古着に第二の人生を与える「Main Nué」:洋服の欠陥に可能性を見出すスウェーデン発リペアスタジオ

スウェーデン・ストックホルム滞在中に、「Main Nué(メインニュエ)」に出会った。日本未上陸ブランドである。
手刺繍による装飾や、レトロな雰囲気のアップリケ、一点一点異なる表情を持つパッチワークのジーンズなど、おもちゃを組み合わせたかのような遊び心とハンドメイドならではの温かみを感じるアイテムに思わず心惹かれた。
「Main Nué」は2019年に女性デザイナーデュオによって創設され、今夏に共同創設者の一人が退き、現在はマーヤ・フレイマンが一人でブランドを指揮している。マーヤは、幼い頃からファッションに強い関心を抱いていたという。
現在そんな彼女は、誰かにとってのゴミである古着に、新たな命を吹き込む創造主になっている。「Main Nué」の誕生から、循環型ビジネスモデルの仕組み、ファッションとは異なる分野へと向かう最終的なゴールなど、マーヤに活動のすべてを聞いた。
PROFILE|プロフィール
マーヤ・フレイマン(Maja Freiman)
マーヤ・フレイマン(Maja Freiman)

Main Nué 共同創設者

古い洋服に新たな命を吹き込むこと

まずは、「Main Nué」というブランド名の由来について教えてください。
リペアのデザインスタジオとして生まれたブランド名の由来は、そのコンセプトを想起させる名前にしたいという想いによるものです。

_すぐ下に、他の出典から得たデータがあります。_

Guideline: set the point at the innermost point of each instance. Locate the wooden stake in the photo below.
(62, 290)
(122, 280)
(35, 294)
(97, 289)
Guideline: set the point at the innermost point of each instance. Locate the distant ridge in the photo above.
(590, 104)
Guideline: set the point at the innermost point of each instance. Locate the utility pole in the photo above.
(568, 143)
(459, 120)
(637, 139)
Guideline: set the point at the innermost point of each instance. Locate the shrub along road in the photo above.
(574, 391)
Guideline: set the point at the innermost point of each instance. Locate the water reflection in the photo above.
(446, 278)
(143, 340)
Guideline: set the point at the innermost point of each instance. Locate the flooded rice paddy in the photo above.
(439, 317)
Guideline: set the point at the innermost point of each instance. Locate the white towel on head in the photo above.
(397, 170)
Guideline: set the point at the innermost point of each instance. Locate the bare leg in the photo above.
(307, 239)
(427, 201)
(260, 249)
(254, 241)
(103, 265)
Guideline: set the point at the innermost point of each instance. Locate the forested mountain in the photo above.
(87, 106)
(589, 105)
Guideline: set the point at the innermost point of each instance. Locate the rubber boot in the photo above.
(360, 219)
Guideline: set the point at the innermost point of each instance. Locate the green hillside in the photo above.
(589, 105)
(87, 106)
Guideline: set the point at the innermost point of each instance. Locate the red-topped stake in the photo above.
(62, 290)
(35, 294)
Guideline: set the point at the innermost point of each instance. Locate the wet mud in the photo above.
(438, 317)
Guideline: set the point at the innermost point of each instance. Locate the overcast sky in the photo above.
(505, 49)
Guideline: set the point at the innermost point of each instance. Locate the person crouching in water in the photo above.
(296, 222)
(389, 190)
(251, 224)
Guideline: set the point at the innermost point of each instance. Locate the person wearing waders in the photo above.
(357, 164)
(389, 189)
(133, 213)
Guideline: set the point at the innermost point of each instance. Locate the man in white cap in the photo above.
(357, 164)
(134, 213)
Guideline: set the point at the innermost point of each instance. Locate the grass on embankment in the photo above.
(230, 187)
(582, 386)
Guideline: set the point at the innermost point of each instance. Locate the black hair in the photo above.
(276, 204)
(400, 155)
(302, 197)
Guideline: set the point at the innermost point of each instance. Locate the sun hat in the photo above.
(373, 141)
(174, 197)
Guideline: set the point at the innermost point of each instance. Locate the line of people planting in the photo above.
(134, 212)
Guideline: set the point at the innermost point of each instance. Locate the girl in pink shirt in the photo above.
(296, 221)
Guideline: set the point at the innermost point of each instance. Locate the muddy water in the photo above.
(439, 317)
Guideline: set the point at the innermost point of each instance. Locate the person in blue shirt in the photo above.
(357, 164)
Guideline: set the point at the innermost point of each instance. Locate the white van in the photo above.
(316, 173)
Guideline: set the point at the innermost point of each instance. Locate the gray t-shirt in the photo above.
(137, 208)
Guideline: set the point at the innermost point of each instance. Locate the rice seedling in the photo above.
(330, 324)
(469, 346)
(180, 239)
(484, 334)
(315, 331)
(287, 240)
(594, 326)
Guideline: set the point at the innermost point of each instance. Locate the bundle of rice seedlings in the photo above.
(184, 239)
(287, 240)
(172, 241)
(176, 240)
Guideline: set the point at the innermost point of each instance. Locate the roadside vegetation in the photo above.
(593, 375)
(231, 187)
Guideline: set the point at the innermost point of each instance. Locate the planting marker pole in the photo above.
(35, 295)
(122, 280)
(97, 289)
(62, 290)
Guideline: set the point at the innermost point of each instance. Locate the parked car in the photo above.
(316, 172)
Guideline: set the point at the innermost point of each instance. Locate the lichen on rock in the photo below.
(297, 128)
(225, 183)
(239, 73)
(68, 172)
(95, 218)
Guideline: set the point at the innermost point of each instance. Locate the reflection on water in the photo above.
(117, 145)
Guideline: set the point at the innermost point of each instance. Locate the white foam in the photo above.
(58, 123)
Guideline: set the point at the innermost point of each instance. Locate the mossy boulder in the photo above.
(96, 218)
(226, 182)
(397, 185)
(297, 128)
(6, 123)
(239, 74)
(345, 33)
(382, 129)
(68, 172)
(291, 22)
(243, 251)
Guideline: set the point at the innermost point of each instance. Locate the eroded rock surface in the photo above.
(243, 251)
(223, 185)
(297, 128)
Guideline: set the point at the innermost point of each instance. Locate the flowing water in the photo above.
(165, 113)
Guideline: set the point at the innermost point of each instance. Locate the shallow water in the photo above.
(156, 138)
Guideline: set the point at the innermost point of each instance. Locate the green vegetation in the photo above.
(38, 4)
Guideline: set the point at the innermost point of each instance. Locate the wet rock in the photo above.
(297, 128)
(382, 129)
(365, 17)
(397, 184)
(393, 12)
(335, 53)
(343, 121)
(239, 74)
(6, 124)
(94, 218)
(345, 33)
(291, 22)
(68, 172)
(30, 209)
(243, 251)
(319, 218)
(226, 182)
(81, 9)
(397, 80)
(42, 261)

活動の中核である、手やハンドメイドに関連するワードであることも重要でした。
手を意味するさまざまな言語をリサーチし始め、フランス語の“マン(Main)”に辿り着きました。それから、“素手で作られた”という意味を念頭に置いて、フランス語で素手や裸を意味する“ニュエ(Nué)”を組み合わせて完成したのです。
リペア・リメイクのアイディアはどこから生まれたのでしょうか。
リペア・リメイクをベースにビジネスを始めようという考えは、おそらく幼少期の経験が関係しています。私は常にファッションに興味があり、子どもの頃は学校に着ていきたい服装について明確なアイディアを持っていたのを覚えています。
そこで、母がクローゼットに保管していた古着をリメイクして、雑誌で見たものに似た洋服を作り始めました。当時はリメイクやアップサイクルという意識はなく、手に入る素材をそのまま利用していただけなんですけどね。
その後、スウェーデン繊維学校でファッションを学び始めてからは、より伝統的な方法で縫製と洋服の作り方を学ぼうと熱心に取り組みましたが、自分が十分に上達しているとは決して感じませんでした。
それよりも、ものづくりの技術に興味を持ち、縦糸に直接布を織り込み、既存の洋服の形を変えるプロジェクトに着手しました。そのときに、私は自分がやっていることは洋服を繕うことの一種であることに気づいたんです。
それからあらゆる種類の修理に非常に興味を持つようになり、私の卒業論文や文集はもっぱら修理に焦点を当てたものでした。
リペア・リメイクのスタジオとして創設し、コレクションを展開し始めたのはいつからですか?
実際にはその逆なんです。修理のコンセプトをどのように形にできるかを探るために、まずはコレクションの製作を開始しました。
コレクションを構築することで、顧客に提示できる表現の幅を広げることができ、約1年前からリペアサービスを提供するようになったんです。
リペアに需要があることに気づいてからは、ブランドとしてよりユニークになり、私自身も人々の古い洋服に新たな命を吹き込むことにもっともやりがいを感じられ、重点を置き始めるようになりました。

直感がすべて

どのようにして古着や廃棄布、ボタンやアップリケといった素材を収集しているのでしょうか。また、その際の判断基準についても教えてください。
元共同創設者アルバと私は以前、会社に所属して中古品の調達に取り組んでいました。寄付された古着が分類され、価値が判断され、店舗で販売するために梱包されるまでの流通に携わっていたのです。
穴や汚れなどの欠陥により、多くの良質で高品質の素材が無駄になるのを長年目の当たりにしてきました。現在「Main Nué」で扱っている古着や素材は、私達がそれぞれの職場で保存してきたものです。
そのおかげで素材のストックをかなり増やせましたが、これ以外にも新たに寄付された古着もたくさんあります。誰もが処分したいものを持っており、そこから何かを生み出してほしいと願う人もいることにとても感謝しています。
素材を調達する際の焦点は、品質と欠陥が何であるかということ。リメイクの主題は異なるさまざまな手法で修復することであるため、破損や欠陥状態を確認することは非常に重要であり、もっとも興味深いプロセスでもあります。ここは、直感がすべてなのです。
さらに、コレクションで製作中だったり、顧客のために修理したりしている洋服を補完するために、特定の色や素材を探すこともあります。